Support quantized model (int8, int4) and deployment?

MiuLab / Taiwan-LLM

Traditional Mandarin LLMs for Taiwan

https://twllm.com

Apache License 2.0

1.23k stars 102 forks source link

Support quantized model (int8, int4) and deployment? #13

Closed ykhorzon closed 11 months ago

ykhorzon commented 1 year ago

I would like to know that is there any plan to convert float16 model quantized model (int8, int4) and deploy with llama.cpp?

adamlin120 commented 1 year ago

I don't think I have the bandwidth to integrate it with other platforms at this moment. If you have any experience quantizing models, could you please share the steps / scripts doing so? I am willing to do it if it doesn't take much time. Also please feel free to contribute :)
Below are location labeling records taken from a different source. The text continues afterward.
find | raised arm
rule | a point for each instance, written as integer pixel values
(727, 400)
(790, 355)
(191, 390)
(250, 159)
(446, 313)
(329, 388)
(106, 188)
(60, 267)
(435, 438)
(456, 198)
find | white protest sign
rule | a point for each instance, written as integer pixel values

ykhorzon commented 1 year ago

Audrey T already convert it for us. https://huggingface.co/audreyt/Taiwan-LLaMa-v1.0-GGML

PichuChen commented 1 year ago

@ykhorzon Take llama.cpp for example: https://github.com/ggerganov/llama.cpp#prepare-data--run

./quantize ./models/Taiwan-LLaMa-v0.0 ./models/7B//Taiwan-LLaMa-v0.0-ggml-q4_0.bin q4_0

Note that, You should point the first argument to the directory, and quantize program will find the models.